Perché fare l’ecografia di screening del III trimestre (ecografia di accrescimento)?

Gli scopi per il quale l’ ecografia di accrescimento viene proposta ed effettuata sono la valutazione della crescita fetale, della quantità di liquido amniotico e della localizzazione placentare. Si sottolinea che tale esame ecografico non è obbligatorio e la persona assistita, dopo avere ricevuto informazioni dal sanitario curante potrà decidere se effettuarlo o meno. In presenza di una gravidanza a basso rischio alcune regioni italiane hanno deciso di non eseguire questa ecografia ma basarsi su valutazioni cliniche e sulla misurazione della distanza tra la sinfisi pubica ed il fondo uterino.

Che cosa si vede con l’ecografia nel III trimestre di gravidanza?

Nel terzo trimestre si effettuano misurazioni di alcune parti del feto, ed i valori di tali misure vengono confrontati con quelli delle curve di riferimento per valutare se corrispondono a quelle attese per l’epoca di gravidanza. In questo stesso periodo si visualizzano la sede di inserzione placentare la quantità di liquido amniotico ed alcuni organi fetali.

ecografia di accrescimento

Come si svolge l’esame ecografico del III trimestre di gravidanza?
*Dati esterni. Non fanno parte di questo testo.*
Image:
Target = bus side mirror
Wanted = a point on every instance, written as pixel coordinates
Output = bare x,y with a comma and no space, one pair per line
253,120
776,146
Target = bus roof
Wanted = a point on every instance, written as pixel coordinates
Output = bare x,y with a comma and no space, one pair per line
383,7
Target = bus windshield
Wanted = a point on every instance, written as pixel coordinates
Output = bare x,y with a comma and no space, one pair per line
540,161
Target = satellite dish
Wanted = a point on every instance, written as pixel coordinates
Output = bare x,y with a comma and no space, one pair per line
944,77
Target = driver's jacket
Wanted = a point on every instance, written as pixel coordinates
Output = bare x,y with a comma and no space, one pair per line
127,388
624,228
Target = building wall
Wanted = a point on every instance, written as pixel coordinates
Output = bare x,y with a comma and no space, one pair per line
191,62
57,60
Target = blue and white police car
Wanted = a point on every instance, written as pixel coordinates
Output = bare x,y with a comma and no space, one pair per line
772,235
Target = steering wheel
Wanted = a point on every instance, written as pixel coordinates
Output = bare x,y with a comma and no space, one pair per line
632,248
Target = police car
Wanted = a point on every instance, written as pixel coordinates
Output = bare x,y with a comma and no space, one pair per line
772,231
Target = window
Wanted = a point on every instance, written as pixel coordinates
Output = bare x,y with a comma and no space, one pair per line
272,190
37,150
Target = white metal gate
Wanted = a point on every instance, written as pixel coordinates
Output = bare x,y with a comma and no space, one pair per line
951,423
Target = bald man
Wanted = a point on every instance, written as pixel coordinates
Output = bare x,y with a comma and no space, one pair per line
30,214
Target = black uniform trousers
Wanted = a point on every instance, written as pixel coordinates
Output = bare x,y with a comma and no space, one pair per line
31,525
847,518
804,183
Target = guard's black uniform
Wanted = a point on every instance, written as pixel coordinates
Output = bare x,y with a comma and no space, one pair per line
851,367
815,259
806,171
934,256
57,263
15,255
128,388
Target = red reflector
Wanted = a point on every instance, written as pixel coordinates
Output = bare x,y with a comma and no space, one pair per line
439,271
Il Medico, dopo aver applicato una piccola quantità di gel, effettua l’esame appoggiando una sonda sull’addome. A volte è necessario applicare una certa pressione per ottenere immagini nitide. Non sempre l’ ecografia di accrescimento può essere effettuata in modo completo al primo tentativo e questo non vuol dire che ci sono dei problemi. È possibile che una posizione fetale sfavorevole o la condizione di alcuni organi (es. stomaco o vescica vuoti) non consentano il completamento dell’indagine al primo tentativo: questo potrebbe richiedere un ulteriore tentativo nel corso della stessa seduta o anche nel/i giorno/i successivo/i. Nel caso in cui venga evidenziato un reperto sospetto il medico ne discuterà con la persona assistita. È possibile che si renda opportuna una valutazione ulteriore presso un centro di riferimento per lo studio delle malattie del feto. Peraltro in un certo numero dicasi un reperto sospetto può rivelarsi non patologico dopo approfondimento.

È possibile rilevare con l’ecografia malformazioni fetali nel III trimestre?
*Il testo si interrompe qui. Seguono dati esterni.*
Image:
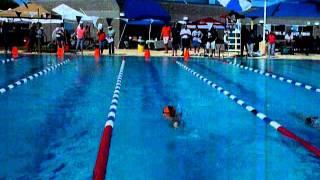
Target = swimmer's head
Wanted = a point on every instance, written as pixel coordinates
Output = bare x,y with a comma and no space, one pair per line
169,111
308,120
175,124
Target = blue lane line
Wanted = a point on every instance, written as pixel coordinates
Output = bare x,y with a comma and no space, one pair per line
240,87
274,124
274,76
157,84
31,77
10,80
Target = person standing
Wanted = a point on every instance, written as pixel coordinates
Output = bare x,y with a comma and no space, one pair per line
211,42
165,35
110,38
271,43
80,31
250,44
289,38
101,38
185,35
175,39
59,36
196,40
32,37
244,39
40,37
226,40
5,36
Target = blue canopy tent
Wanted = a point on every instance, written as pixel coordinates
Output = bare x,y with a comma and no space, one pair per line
147,22
302,8
144,13
145,9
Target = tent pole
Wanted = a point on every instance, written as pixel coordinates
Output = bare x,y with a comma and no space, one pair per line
122,35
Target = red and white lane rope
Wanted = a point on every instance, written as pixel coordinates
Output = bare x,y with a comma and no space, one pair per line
315,150
100,168
31,77
7,60
274,76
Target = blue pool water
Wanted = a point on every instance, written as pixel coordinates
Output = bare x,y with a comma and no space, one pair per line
51,126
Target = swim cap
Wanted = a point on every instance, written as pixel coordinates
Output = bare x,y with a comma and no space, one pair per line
176,124
166,110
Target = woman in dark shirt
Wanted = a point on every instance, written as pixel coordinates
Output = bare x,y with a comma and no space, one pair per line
175,39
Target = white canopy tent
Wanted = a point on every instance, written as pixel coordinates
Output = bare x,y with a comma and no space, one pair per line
68,13
29,20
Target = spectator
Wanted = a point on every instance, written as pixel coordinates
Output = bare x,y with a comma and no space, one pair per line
175,39
110,38
226,40
289,38
101,38
204,41
244,39
271,44
251,39
165,35
196,40
185,35
32,37
80,31
40,37
5,37
59,35
211,43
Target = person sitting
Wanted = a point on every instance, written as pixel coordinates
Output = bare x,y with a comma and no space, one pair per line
170,113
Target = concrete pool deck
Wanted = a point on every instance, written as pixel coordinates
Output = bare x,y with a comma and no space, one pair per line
134,52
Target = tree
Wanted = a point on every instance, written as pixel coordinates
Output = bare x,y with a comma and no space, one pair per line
6,4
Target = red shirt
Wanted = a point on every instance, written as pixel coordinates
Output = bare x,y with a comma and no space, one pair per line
101,36
272,38
166,31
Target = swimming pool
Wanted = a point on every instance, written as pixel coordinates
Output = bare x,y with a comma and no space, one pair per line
51,126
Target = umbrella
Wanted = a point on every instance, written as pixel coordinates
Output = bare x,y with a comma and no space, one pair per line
236,5
289,9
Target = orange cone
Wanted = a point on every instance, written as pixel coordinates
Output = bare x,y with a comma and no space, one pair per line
60,52
147,54
186,55
15,52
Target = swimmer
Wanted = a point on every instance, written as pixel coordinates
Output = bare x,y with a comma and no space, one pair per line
312,121
170,113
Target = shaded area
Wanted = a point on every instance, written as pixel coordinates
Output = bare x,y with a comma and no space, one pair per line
62,116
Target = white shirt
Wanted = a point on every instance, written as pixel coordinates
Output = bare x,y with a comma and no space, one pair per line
185,33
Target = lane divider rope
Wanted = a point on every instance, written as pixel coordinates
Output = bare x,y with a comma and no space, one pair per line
31,77
255,112
7,60
100,168
274,76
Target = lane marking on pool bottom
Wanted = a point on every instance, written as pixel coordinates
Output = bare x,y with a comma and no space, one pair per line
7,60
99,172
31,77
254,111
274,76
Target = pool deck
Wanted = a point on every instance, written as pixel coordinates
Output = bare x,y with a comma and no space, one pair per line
134,52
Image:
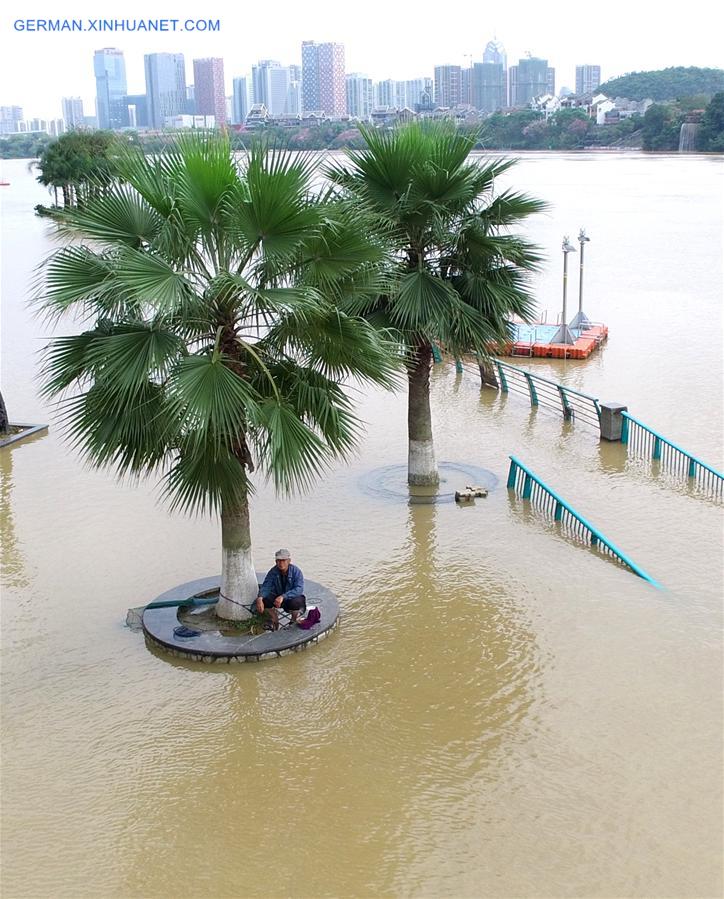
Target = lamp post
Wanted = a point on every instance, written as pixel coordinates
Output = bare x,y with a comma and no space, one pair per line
563,334
580,320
Il riconoscimento delle malformazioni non è un obiettivo specifico dell’ ecografia di accrescimento.Lo sviluppo del feto raggiunto nel corso dell’ultimo trimestre generalmente non consente un completo studio della sua anatomia. La valutazione ecografica verrà comunque rivolta a ventricoli cerebrale distale più facilmente visibile alle 4 camere cardiache, allo stomaco, ai reni e alla vescica.Non è sempre possibile valutare correttamente questi organi per le difficoltà sovraesposte. Inoltre un certo numero di malformazioni a carico degli organi studiabili nel 3^ trimestre, a causa di una intrinseca tendenza alla evolutività, possono non essere rilevabile anche nel corso di tale esame ecografico ed evidenziarsi solo alla nascita.

È sempre possibile rilevare un difetto o eccesso di crescita del feto o del liquido amniotico?
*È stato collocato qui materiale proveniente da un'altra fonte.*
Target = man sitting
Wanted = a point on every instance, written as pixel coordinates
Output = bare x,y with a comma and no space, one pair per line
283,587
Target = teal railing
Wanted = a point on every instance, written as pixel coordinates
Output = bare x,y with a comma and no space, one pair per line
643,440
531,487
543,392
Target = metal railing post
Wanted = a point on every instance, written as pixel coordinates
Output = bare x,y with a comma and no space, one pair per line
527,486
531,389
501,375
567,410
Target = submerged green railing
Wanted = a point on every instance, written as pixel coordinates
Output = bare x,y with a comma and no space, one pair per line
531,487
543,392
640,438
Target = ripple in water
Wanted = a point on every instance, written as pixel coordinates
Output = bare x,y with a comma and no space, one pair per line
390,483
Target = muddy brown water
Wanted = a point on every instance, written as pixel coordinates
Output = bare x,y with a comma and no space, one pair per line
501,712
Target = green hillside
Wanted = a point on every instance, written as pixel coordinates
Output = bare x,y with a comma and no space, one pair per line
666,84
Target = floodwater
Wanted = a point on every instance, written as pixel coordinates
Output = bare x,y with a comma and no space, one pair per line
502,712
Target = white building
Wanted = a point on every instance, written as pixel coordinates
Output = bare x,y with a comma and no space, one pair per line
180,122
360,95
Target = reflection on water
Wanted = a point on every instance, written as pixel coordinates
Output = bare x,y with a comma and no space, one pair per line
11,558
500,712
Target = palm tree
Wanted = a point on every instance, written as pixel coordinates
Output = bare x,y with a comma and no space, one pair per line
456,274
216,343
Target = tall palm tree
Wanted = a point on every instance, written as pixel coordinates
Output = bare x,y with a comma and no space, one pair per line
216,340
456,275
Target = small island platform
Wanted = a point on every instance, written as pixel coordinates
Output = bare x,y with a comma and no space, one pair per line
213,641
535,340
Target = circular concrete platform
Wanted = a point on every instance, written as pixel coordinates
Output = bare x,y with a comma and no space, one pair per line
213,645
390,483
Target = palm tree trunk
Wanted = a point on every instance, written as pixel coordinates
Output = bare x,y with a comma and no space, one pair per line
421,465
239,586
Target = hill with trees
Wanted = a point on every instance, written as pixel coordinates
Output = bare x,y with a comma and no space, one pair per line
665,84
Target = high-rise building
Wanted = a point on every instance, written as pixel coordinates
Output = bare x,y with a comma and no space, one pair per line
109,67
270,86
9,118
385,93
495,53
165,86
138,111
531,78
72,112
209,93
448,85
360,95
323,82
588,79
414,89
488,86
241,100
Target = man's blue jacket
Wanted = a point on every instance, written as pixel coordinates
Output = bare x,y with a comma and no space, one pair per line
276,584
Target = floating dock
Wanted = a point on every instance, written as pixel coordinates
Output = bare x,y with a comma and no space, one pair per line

La crescita è un fenomeno dinamico per cui una certa percentuale di ritardi o di eccessi di crescita fetali o variazioni della quantità del liquido amniotico non sono rilevabili con questo esame ecografico per una successiva insorgenza dell’anomalia. Per tutti questi motivi ad un esame ecografico di screening del III trimestre che si conclude con un esito normale (evenienza che si verifica nella maggior parte dei casi) non corrisponde sempre la certezza della nascita di un individuo non affetto da alterazioni della crescita o del liquido amniotico. Inoltre una morte endouterina del feto si può associare con una ecografia normale del 3 trimestre.

L’ecografia è innocua per il feto?

Gli ultrasuoni sono utilizzati nella pratica ostetrica da oltre trent’anni e non sono stati riportati effetti dannosi anche a lungo termine, sul feto. Per tale ragione, con le procedure oggi adottate, l’uso diagnostico dell’ecografia è ritenuto esente da rischi.